I would like to see HMRC auto-enrol all the un-pensioned self-employed into Nest or equivalent. Additionally, the vague concept of a ‘worker’ for AE purposes is too often the subject of major court battles – remember Uber? There must be new regulation to tidy this up.
The lost pension generation
Among the dozens of pressing pensions problems, low pension contributions and the chaotic ‘at-retirement’ market are of greatest concern.
Indeed, the 2015 freedom and choice reforms have left many consumers floundering at retirement. Should we reinstate a minimum income requirement of perhaps £15,000 a year, including state pension, before allowing people to do drawdown?
And a looming retirement shortfall for people in their 40s and 50s is only 10 years away. That age group may have missed the boat, too young to benefit from good final salary pension schemes and too old to make the most from AE.
Young people are also at risk from the number of jobs they will hold down in their lifetime, accruing dozens of pots.

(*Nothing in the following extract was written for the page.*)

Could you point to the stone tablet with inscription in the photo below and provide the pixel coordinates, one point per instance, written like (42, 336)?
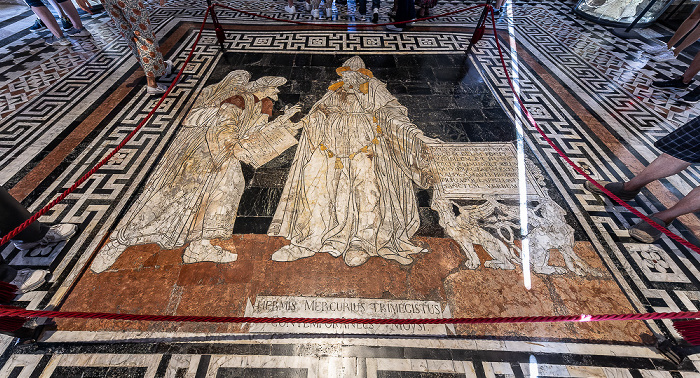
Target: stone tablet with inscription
(472, 170)
(358, 308)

AE pension contributions from both employers and their staff must rise, ideally this year. There has been far too much procrastination already, 16 years after the reforms the legal minimum employer contribution is still only a miserly 3 per cent.

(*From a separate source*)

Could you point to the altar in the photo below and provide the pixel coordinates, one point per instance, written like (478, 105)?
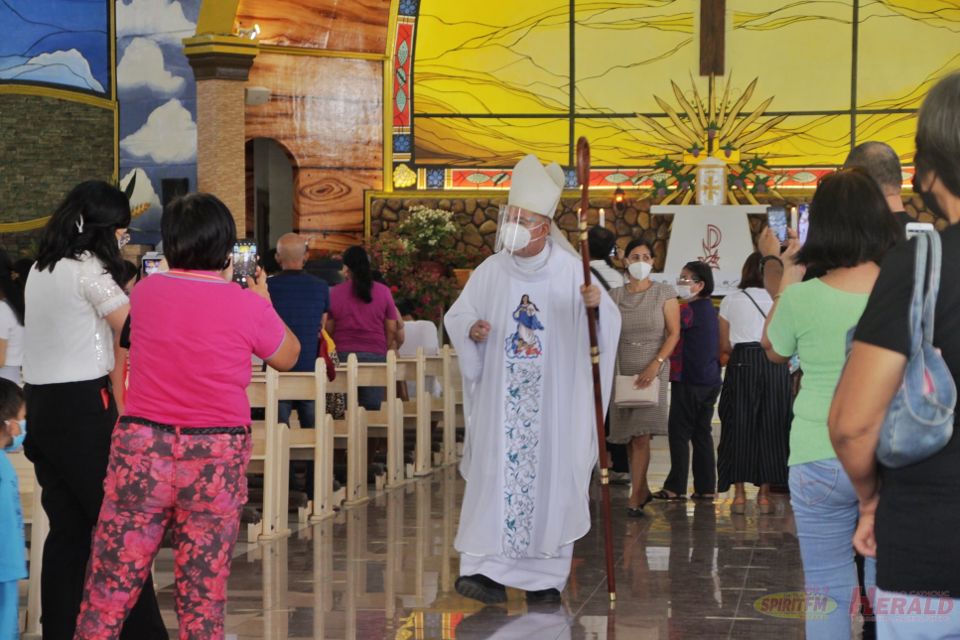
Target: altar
(716, 234)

Employers’ legal AE contributions should at least match their workers’ contributions with a 5 per cent pension contribution from the employer and 5 per cent from the employee.
Meanwhile, in the public sector (where DB pensions still predominate) the average employer contribution is at least 18 per cent. By contrast, most private sector employees are often on the bare minimum required by law – 3 per cent. Is this a sensible pension policy?
Today’s retirees are often ‘lab rats’
Current DC retirees are all just human guinea pigs in a giant experiment on drawdown; only one in 10 take advice yet 9mn people will be coming up to retirement in the next decade.
Some retail charges can be as high as 2 per cent when you take into account the platform charge, the IFA’s charge and the DFM charge – this is often nicknamed 'pound cost ravaging'. Yet institutional products can charge as little as 0.35 per cent.
People are leaving workplace schemes at retirement for the sometimes spurious advantages of retail products, often because trusted workplace brands do not offer every single retirement bell and whistle.
One in four people struggle with numbers
Financial literacy is low. Financial Conduct Authority figures show about 25 per cent of people have poor numeracy – should they be left to their own devices at retirement?